From employee salaries to office space, costs add up quickly when you run a business. Each company has its own set of expenses, and although you can't eliminate all costs, you can make some changes to reduce them. Business owners shared some suggestions for how to reduce business expenses. Here are some cost-cutting solutions your peers have tried that might work for your business.
1. Look at your insurance.
When you are trying to cut expenses, it's important to evaluate where money is going and whether you can renegotiate contracts, including those for insurance.
"Insurance coverage and rates tend to change from year to year, dependent upon industry trends and market performance," said Joseph Jonas, director of wholesale and consulting at Insureon. "It's a best practice for small business owners to re-evaluate their insurance program on an annual basis to ensure they are getting the most comprehensive protection at fair market value."
Business owners who allow their insurance to renew automatically rather than consulting an insurance professional may be paying more than they need to. In addition to reviewing insurance prices, business owners should consider bundling coverage.
Taking the time to adjust this coverage based on the current market can save you thousands while not compromising your protection. Raising deductibles, valuing your space differently and even taking previous claims into account can result in a more targeted, lower-cost policy.
It also may help to bundle policies. As with auto and homeowners insurance, "many insurance carriers offer price breaks when small business owners purchase multiple policies at the same time," Jonas said.
One of the most common bundles, he said, is a business owner's policy, which pairs general liability coverage with commercial property insurance.
2. Evaluate your contracts, and look for free resources.
Spencer Shaw, owner of Re-Bath Spokane Valley, suggested evaluating the office space you occupy. "If the market is soft and there isn't high demand for what you occupy, start negotiating a lower rent," he said. Similarly, if you can work out of less space, it may be time to downsize until demand is up again and you need a larger space.
But being loyal to a vendor also can have perks. "Periodically, let your vendors know you are price shopping; a lot of companies have loyalty rewards or have the ability to cut you a deal if you continue to work with them," said Haley Palmer, owner of WIN Home Inspection Central Oregon.
In addition to reviewing existing contracts, Palmer recommended finding free resources, such as social media and business networking websites. A strong social media presence can be a powerful marketing and advertising tool, helping to get your business's name out there and attract new customers.

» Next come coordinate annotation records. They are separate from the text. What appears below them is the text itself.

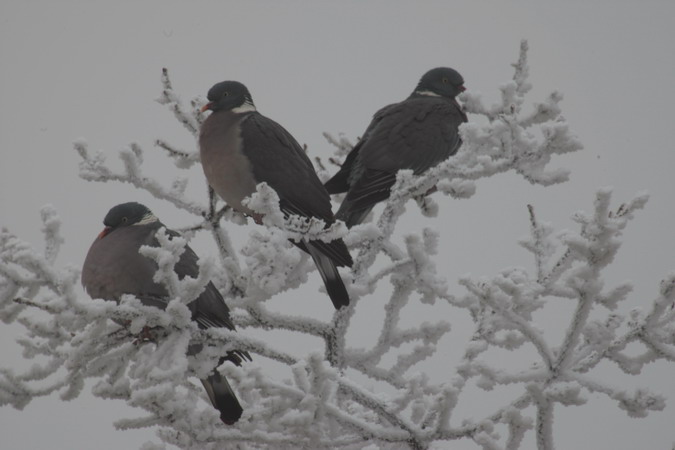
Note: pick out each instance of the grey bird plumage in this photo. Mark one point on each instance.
(417, 134)
(241, 148)
(114, 267)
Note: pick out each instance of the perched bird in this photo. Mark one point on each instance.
(417, 134)
(114, 267)
(241, 148)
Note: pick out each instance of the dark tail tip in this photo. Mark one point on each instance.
(222, 397)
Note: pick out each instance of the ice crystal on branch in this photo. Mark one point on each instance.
(318, 399)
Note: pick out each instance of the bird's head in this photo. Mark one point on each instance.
(125, 215)
(229, 96)
(441, 81)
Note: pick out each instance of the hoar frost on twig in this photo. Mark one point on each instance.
(321, 404)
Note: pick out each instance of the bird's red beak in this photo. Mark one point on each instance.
(104, 233)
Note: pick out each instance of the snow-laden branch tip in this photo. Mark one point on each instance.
(318, 398)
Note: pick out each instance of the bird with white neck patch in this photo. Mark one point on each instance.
(241, 148)
(114, 267)
(417, 134)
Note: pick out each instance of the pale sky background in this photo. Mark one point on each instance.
(73, 69)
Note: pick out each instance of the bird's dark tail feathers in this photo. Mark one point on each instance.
(222, 397)
(330, 275)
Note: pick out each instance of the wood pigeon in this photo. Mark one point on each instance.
(417, 134)
(240, 148)
(114, 267)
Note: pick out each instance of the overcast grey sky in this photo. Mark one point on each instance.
(88, 69)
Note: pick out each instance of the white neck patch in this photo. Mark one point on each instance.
(148, 218)
(246, 107)
(427, 93)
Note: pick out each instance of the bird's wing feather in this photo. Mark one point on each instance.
(278, 160)
(416, 134)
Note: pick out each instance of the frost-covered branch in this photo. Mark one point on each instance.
(317, 399)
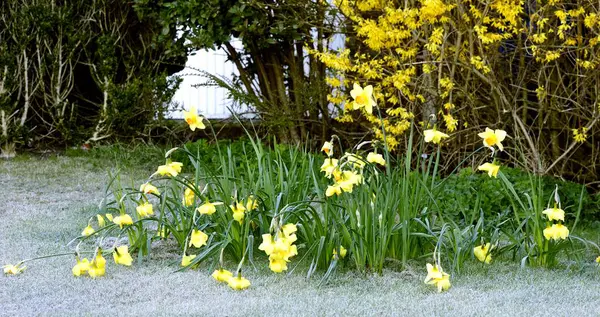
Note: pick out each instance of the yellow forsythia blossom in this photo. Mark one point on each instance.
(363, 98)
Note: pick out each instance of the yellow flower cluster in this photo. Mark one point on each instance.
(280, 248)
(436, 276)
(556, 231)
(580, 135)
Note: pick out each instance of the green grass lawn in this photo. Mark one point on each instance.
(46, 202)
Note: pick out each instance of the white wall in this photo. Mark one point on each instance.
(211, 102)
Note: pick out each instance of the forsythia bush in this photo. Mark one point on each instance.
(472, 63)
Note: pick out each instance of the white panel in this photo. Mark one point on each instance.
(211, 102)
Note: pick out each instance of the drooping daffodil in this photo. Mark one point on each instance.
(222, 275)
(491, 168)
(193, 119)
(88, 231)
(434, 136)
(121, 255)
(198, 238)
(554, 214)
(376, 158)
(123, 220)
(493, 137)
(145, 210)
(436, 276)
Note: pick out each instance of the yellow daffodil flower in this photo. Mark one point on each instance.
(222, 275)
(493, 137)
(348, 180)
(198, 238)
(554, 214)
(145, 210)
(121, 256)
(363, 98)
(81, 268)
(10, 269)
(123, 220)
(187, 259)
(437, 277)
(434, 136)
(355, 160)
(188, 197)
(101, 222)
(171, 169)
(327, 148)
(208, 208)
(556, 232)
(238, 283)
(289, 229)
(88, 231)
(98, 266)
(95, 271)
(491, 168)
(343, 251)
(277, 264)
(482, 253)
(268, 245)
(148, 188)
(238, 212)
(329, 166)
(376, 158)
(193, 119)
(99, 260)
(251, 203)
(333, 190)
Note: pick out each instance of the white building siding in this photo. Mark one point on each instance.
(211, 102)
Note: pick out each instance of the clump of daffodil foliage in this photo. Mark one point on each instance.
(362, 206)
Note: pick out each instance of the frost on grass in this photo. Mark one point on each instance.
(32, 195)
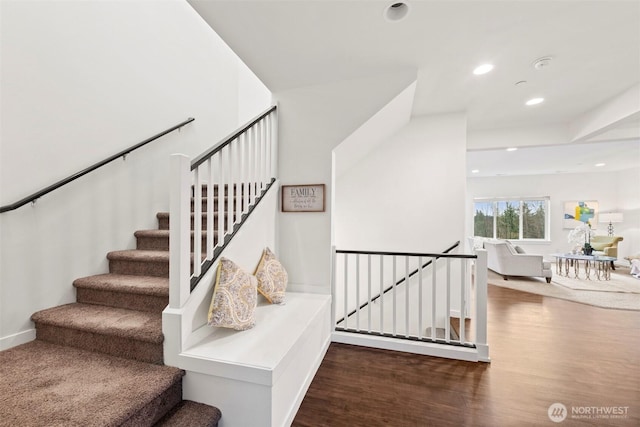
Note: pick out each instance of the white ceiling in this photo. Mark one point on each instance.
(595, 46)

3. Review your staff's responsibilities.
Payroll is one of your significant expenses. If your staffers are in the wrong positions or aren't doing their share, you're losing money.
"Before you jump to hire, make sure you are thoroughly reviewing the day-to-day workload of your staff," Shaw said. "Make sure the right people are in the right seat, pulling their weight. Sometimes changes are required that can prolong the necessity to hire the next person too early."
"Forecasting sales ensures you have enough staff but also that you are not overstaffed and thus increasing your labor," added Andrew Diamond, president of Angry Crab Shack.
It's also important to stay up to date on best practices so you can prepare for possible wage increases. "Stay current on any new laws or wage increases in the coming future so you have a plan on how to deal with the increase in your payroll," Diamond said.
4. Adopt virtual technology.
Finding out if there are ways to incorporate virtual technology into your business may also help. If you have tasks that can be completed with a computer and do not necessarily require the hiring of another employee, using virtual technology can help to cut costs.
In addition, virtual technology can help to increase employees' productivity, which also saves the company money.
5. Consider your office-supply costs.
Supplies account for a larger portion of your budget than you might imagine. Though having the best pens and the highest-quality paper might seem important, it is surprising how much money you can save by making small changes. To implement this change, start by tracking supply usage within your office.
Seeing what you truly use can allow you to shorten the list of necessary supplies. You should also take the time to shop around to get the lowest prices available. You can find some great deals by shopping at nontraditional office-supply sellers and online retailers, like Amazon, and by buying in bulk.
6. Hire an expert.
If you're still looking for ways to cut costs, considering hiring an accountant.
"There is almost always an area of your business where you can save money or reallocate it to spend it more wisely," Palmer said. "It might even be beneficial to hire an accountant or CPA to help you look at the books to figure out ways to shrink your spending." [Read related article: Accountant vs. Bookkeeper: What Do They Do for a Business?]
Evaluating your spending and your overall costs can make a big difference in your business expenses by cutting unnecessary costs and allocating the money where it's truly needed.